La falta de Internet limita el desarrollo en Chiapas. Sin conexión, miles de hogares siguen en
rezago
CARLOS RUIZ/PORTAVOZ
FOTO: ALEJANDRO LÓPEZ
Mientras el país avanza hacia una conectividad casi universal, Chiapas sigue rezagado. En 2024,
apenas el 50.7 por ciento de los hogares chiapanecos contaron con acceso a Internet, lo que lo
posicionó en el último lugar nacional, muy por debajo del promedio nacional del 73.6 por ciento.

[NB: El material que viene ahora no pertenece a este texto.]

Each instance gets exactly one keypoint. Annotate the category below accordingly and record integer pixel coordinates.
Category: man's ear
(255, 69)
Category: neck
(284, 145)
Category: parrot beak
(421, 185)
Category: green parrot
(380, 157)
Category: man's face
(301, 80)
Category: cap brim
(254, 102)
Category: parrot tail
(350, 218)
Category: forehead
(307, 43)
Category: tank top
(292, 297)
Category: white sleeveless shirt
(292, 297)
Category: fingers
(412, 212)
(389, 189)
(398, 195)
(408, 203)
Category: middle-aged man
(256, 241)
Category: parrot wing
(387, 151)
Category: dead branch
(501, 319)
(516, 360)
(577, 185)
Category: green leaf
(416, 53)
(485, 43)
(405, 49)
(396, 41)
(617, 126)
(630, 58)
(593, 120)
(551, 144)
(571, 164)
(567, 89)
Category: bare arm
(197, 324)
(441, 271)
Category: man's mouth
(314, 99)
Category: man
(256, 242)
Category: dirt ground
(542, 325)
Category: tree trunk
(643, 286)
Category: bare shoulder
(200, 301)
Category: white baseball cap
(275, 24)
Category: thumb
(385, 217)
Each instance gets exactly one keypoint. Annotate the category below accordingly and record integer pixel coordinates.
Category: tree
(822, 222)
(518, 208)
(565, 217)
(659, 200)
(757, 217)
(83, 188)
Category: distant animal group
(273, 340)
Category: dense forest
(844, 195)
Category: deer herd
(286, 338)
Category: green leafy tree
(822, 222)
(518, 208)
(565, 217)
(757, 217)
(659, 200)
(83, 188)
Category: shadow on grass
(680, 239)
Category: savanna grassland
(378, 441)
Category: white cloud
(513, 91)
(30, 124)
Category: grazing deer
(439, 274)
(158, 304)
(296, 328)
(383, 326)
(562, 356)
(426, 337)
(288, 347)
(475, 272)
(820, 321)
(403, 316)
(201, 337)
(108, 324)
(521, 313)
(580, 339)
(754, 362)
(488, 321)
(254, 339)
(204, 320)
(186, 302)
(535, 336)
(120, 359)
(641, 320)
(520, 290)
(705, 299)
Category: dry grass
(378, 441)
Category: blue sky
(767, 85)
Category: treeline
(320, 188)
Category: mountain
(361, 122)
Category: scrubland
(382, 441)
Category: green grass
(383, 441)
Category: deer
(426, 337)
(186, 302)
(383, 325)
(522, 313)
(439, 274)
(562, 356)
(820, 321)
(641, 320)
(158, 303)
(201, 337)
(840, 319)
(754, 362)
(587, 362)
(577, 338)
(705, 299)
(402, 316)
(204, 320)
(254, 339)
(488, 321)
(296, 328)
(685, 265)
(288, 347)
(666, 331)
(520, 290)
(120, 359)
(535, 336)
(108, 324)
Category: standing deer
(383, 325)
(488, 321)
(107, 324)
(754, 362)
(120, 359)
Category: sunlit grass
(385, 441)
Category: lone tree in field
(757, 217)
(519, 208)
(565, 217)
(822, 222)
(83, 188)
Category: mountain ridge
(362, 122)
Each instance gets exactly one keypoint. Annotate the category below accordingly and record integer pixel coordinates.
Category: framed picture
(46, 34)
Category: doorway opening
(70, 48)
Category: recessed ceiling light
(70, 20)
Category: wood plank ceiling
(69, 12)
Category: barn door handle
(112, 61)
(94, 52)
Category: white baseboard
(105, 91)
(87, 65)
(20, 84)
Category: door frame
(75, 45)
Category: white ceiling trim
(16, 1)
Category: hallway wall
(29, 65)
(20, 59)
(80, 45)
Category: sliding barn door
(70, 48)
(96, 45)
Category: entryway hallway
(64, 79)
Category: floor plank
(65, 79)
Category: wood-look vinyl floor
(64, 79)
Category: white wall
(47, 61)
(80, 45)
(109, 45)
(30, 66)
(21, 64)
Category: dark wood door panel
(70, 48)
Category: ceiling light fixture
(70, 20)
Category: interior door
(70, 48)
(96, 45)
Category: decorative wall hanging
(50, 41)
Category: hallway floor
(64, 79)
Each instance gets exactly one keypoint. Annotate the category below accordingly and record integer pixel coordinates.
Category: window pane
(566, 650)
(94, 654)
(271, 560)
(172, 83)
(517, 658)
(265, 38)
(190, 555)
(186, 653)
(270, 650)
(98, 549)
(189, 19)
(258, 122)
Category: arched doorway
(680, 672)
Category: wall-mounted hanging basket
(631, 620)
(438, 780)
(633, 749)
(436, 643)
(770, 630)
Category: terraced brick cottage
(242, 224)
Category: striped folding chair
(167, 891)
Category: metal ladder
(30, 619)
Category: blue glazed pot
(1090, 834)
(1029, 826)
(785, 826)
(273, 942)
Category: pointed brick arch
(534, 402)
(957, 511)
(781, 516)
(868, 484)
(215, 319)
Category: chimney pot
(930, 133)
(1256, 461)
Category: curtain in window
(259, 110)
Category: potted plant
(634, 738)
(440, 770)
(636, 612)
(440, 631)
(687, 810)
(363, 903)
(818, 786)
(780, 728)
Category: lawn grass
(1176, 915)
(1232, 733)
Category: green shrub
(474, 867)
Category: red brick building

Esta cifra no solo refleja una desigualdad tecnológica, sino una barrera estructural que limita el
acceso a derechos fundamentales como la educación, la información y la participación ciudadana.
La brecha digital en Chiapas no puede reducirse a un simple problema de cobertura o
infraestructura. Es, sobre todo, una expresión de desigualdad histórica. En un país donde más del
83 por ciento de la población de seis años o más utiliza Internet, la mitad de los hogares
chiapanecos sigue al margen de esta herramienta que hoy define buena parte de la vida pública y
privada. La falta de acceso no es solo tecnológica, es educativa, económica y territorial.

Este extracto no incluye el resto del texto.